One of the most important aspects of being a successful entrepreneur is being financially prepared for the best as well as for the worst.
Entrepreneurship comes with its own challenges. During the inception process, you tend to see the bright side of entrepreneurship and put all your eggs in one basket. You positively assume that it will be successful. But, upon launch you realise that success is not that easy.
Either the market is unstable or there is a shortage of resources. These are just some problems that an entrepreneur faces due to being intuitive, overconfident or unprepared. While being intuitive is good but not weighing all your options or decisions concerning the business may lead to several losses.
What should entrepreneurs do?
If there is one area that entrepreneurs usually ignore, that is financial planning. One of the most important aspects of being a successful entrepreneur is being financially prepared for the best as well as for the worst.
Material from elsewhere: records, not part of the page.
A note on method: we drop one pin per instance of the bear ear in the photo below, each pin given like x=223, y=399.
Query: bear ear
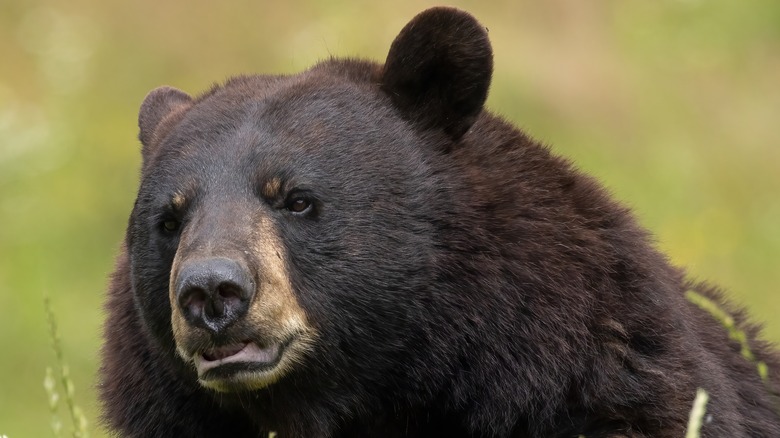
x=157, y=106
x=438, y=70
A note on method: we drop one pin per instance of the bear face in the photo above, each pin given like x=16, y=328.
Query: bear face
x=308, y=216
x=363, y=250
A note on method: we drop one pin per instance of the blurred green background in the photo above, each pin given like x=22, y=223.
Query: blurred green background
x=675, y=105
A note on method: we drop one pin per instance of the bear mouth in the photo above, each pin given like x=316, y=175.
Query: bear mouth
x=224, y=361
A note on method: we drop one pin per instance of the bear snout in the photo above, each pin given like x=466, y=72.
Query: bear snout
x=214, y=293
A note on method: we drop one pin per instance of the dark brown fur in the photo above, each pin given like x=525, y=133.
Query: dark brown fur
x=476, y=285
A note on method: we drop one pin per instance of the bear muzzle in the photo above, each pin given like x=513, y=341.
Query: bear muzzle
x=214, y=293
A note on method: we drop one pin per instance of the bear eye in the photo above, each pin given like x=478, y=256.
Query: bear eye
x=170, y=225
x=299, y=205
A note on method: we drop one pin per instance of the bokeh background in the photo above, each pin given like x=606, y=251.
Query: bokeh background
x=674, y=104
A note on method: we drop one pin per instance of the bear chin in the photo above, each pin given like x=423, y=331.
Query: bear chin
x=244, y=366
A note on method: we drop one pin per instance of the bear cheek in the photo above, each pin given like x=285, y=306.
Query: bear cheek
x=275, y=309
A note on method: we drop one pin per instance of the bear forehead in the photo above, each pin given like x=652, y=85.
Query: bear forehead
x=305, y=110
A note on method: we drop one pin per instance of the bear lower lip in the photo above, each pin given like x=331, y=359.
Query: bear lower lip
x=245, y=353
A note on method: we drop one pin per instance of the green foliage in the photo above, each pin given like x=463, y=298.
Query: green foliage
x=77, y=417
x=735, y=333
x=696, y=417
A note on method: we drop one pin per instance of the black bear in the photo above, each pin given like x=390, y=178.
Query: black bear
x=362, y=250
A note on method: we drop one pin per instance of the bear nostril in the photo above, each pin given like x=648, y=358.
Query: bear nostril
x=214, y=293
x=194, y=302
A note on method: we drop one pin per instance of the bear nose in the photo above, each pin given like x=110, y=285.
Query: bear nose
x=213, y=293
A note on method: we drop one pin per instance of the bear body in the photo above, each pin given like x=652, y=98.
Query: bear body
x=361, y=250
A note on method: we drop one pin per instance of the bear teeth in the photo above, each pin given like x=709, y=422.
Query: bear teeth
x=223, y=351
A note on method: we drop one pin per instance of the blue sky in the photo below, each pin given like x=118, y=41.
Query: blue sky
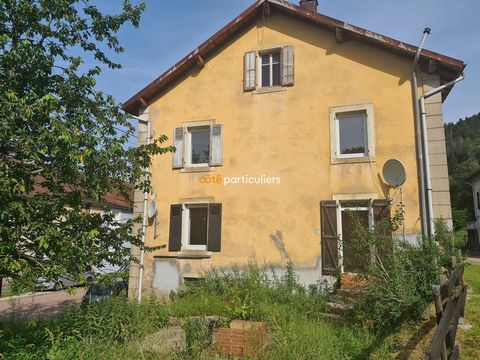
x=172, y=28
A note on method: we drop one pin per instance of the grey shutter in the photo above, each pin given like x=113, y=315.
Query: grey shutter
x=175, y=236
x=214, y=227
x=249, y=71
x=179, y=143
x=216, y=145
x=288, y=66
x=328, y=217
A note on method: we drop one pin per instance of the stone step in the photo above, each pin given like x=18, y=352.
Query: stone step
x=341, y=299
x=330, y=316
x=338, y=308
x=348, y=293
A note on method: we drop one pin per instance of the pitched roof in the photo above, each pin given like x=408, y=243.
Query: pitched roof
x=446, y=67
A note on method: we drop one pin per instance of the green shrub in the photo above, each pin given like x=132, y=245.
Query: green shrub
x=399, y=275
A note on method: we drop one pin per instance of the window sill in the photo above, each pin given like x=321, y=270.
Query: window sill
x=194, y=254
x=267, y=90
x=193, y=169
x=352, y=160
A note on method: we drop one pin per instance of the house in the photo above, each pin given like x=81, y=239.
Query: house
x=474, y=228
x=282, y=122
Entrepreneurship and financial planning are two sides of the same coin. Investors and venture capitalists tend to see business plans including financial plans and projections or assumptions behind a forecast. A common mistake made by entrepreneurs is that their financial projections are too unrealistic and unattainable, leading to not achieving the desired funding. To tackle this, it is always advised to process the ins and outs of money management or get the desired guidance by a certified financial planner.
What else?
Financial analysis is another important aspect for a business to become successful. Young entrepreneurs fail to foresee the financial imbalances or repercussions they may have to bear if the returns are not as expected. To establish a sound financial goal of a company, financial analysis or planning is crucial. To assess the imbalances either the projections need to be revisited or the method taken to achieve the projections need to be renewed or changed. Either way, you need to know what went wrong or what went right.
Not only are entrepreneurs a renowned source of innovation, creativity and growth but their ability to achieve the set outcomes are directly intertwined with being able to make the right financial decisions. Entrepreneurship is vital in the creation of a healthy and independent economy. Not only are they a force for driving innovation but also help drive job creation and fuel a sustainable community of other entrepreneurs or start-up enthusiasts.
It is important for entrepreneurs to feel confident not only in their ideas but also in themselves. One way of achieving this is a sound financial plan or future. If your personal finance is sound, it can give you the conviction needed to support a plan for your business, as well.
Another reason a financial plan is crucial for young entrepreneurs is that it allows you to gauge the type of funding your business will require. A lot of investors or venture capitalists usually look at funding that is higher or at a set value. In case your business does not match the requirements of the particular funding, you may have to carve out a plan appropriate for the current running of the business- it may require you to take a loan from close friends or family.
Repayment of those loans becomes an added responsibility. To combat these, the readiness of a financial plan is again mandatory to allow the smooth running of your business.
It is advised to revisit your financial plans frequently to avoid any financial loopholes and help you create a balanced future. Increased financial stability, literacy or a sound financial plan not only helps you succeed as an entrepreneur but helps you grow as an individual and a community.